Someone well-connected in the culinary scene in town recently told me that the restaurant critics for this magazine liked places only in the Fan. Ridiculous, I thought. Clearly this man doesn't read our reviews very closely, or often.
Not long after, I come across a comment on the restaurant website Urbanspoon that expressed skepticism about trying Lehja, the new Indian restaurant at Short Pump Town Center: “I mean, you are eating at the mall, right?”
I can't deny that I wholly agree with the poster, Edward D. Would mall dining — those dreary offerings of the food court and big-box chain restaurants — exist if not to enable us to shop for shoes and pick out new throw pillows in the same afternoon? With Mr. Fan's reprimand on my mind, though, it occurs to me that maybe I've been short-sighted. Is it possible I've wrongly dismissed some perfectly good grub just because it's next door to the Pottery Barn? With new resolve to be more open-minded, I head out to Short Pump to try Lehja.
The name means “excellent style” in Hindi, according to the managing partner, Sandeep “Sunny” Baweha, and indeed the decked-out space bears no resemblance to the stereotypical strip-mall dive that serves oily chicken tikka masala under dated pictures of the Taj Mahal. Here you find a large patio with an open-flame fire pit (but beware of the flies), a Southern California vibe inside with lots of black, white and lime green, and a nod to Southeast Asia with red and gold walls and pretty beading separating the booths. The bar area is very mod too, in all black leather and neon lighting, a little oasis of cool in the desert of mallness.
Looking past aesthetics, the heart and soul of the operation really comes through in the care taken with the food, which is of (mostly) excellent quality, and in the sweet and attentive service. I haven't experienced nicer staff in this town, and certainly not in the Fan. On both visits, we have multiple servers including the manager attending to our every anticipated need: kid-friendly plastic cups of water; extra hot rice when the old bowl needs replenishing; multiple inquiries about the flavor and temperature of the food; and insistence that we not box up our own leftovers. All of this is accomplished without seeming intrusive, and with the utmost cheeriness.

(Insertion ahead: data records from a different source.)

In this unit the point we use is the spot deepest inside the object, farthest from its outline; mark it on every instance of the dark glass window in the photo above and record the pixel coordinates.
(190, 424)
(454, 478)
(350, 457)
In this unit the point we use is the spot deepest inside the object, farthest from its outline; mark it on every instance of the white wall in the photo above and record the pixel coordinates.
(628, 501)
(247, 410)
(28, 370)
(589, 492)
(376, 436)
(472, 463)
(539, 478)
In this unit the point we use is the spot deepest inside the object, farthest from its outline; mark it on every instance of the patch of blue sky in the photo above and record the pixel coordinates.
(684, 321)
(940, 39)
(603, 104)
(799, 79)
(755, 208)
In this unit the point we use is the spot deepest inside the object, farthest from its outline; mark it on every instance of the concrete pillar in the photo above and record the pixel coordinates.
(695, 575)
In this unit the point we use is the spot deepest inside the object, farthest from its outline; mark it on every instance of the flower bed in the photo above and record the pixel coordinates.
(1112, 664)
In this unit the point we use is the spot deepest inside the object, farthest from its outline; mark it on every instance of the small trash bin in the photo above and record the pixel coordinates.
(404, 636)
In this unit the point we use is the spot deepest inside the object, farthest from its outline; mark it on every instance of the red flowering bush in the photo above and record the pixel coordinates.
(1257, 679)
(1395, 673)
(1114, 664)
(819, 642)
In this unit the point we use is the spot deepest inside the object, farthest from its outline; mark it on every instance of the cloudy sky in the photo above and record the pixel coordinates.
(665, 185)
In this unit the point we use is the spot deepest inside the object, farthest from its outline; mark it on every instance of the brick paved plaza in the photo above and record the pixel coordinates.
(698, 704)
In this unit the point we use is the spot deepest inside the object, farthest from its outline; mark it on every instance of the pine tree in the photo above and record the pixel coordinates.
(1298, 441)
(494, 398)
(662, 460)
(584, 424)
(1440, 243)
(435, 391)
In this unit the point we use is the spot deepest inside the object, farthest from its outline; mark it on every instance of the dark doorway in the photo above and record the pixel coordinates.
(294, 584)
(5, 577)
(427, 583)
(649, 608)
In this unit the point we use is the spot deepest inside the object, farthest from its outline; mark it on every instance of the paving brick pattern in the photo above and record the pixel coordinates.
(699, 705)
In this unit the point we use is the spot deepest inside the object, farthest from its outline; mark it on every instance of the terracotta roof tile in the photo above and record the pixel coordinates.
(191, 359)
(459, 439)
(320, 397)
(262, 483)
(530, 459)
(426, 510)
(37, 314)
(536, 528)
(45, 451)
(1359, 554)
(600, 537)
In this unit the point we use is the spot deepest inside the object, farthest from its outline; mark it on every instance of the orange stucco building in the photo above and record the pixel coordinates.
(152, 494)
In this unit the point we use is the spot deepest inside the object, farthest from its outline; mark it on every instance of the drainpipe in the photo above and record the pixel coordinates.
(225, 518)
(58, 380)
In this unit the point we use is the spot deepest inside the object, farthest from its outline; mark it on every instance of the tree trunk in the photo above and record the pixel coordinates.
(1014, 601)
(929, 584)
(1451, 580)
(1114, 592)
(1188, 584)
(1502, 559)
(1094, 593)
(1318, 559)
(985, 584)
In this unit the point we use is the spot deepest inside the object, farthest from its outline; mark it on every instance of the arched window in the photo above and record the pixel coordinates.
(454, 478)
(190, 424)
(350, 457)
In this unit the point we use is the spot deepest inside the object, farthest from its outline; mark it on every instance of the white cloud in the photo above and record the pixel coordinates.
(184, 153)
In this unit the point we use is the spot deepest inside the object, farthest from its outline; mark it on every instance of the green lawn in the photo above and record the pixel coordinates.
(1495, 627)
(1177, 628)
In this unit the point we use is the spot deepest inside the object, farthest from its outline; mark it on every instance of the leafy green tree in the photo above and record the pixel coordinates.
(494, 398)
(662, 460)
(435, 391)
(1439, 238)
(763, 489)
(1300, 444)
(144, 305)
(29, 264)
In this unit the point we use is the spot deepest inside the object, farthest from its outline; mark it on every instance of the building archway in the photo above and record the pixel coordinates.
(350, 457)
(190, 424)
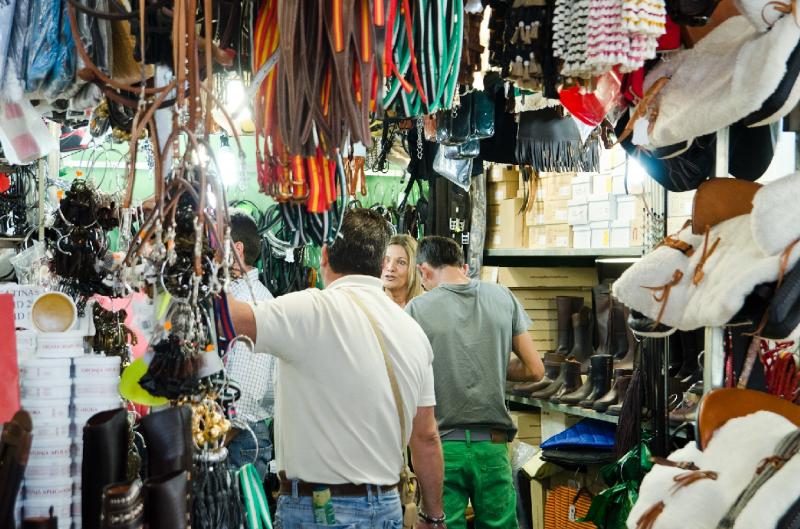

The food is just as pleasurable, in large part because of the refreshing diversity of the menu. When Baweha and seasoned restaurateur Ashok Arora were creating Lehja's menu, they looked beyond the classic northern Indian cuisine of their native Punjab, which is the focus of sister restaurant Nawab in Hampton Roads. Chicken tikka masala and tandoori chicken are well-represented (aside from one burned piece of meat we're served) but you'll also find southern Indian delicacies such as vegetable kozhambu — a zesty curry dish — and western Indian dishes such as Goa-style lamb vindaloo.
Other entree highlights include the chicken korma, in a rich cashew-cream sauce with hints of lemon grass and fennel, and the outstanding house kebabs. The kebab medley of chicken tikka, jumbo shrimp (just one), yogurt-y salmon and an out-of-this world chunk of seasoned lamb are cooked to perfection, accompanied by tasty roasted vegetables and makhni (tomato-butter) sauce.
You won't miss samosas in the appetizer lineup, which instead includes revelations such as a chaat, the chef's daily street-food special of chickpeas, potatoes, lentils and fried flatbread in a sweet and tangy tamarind-yogurt sauce. The shiitake-leek potato patties broiled with cheddar are savory and satisfying, though the garnish of previously frozen mango chunks is superfluous.
The best deals are to be had at lunch, where you can score naan, rice, a side salad, and your choice from five meat or vegetarian entrees for around $10. Dinner is a good bit pricier, but you getting what you pay for: Lehja may be at the mall, but the quality of this operation is uptown all the way.
11800 W. Broad St., Suite 910
Short Pump Town Center
Lunch: Monday-Saturday 11:30 a.m.-2:30 p.m.; Sunday noon-3 p.m.
Dinner: Sunday-Thursday 5-10 p.m.; Friday-Saturday 5-10:30 p.m.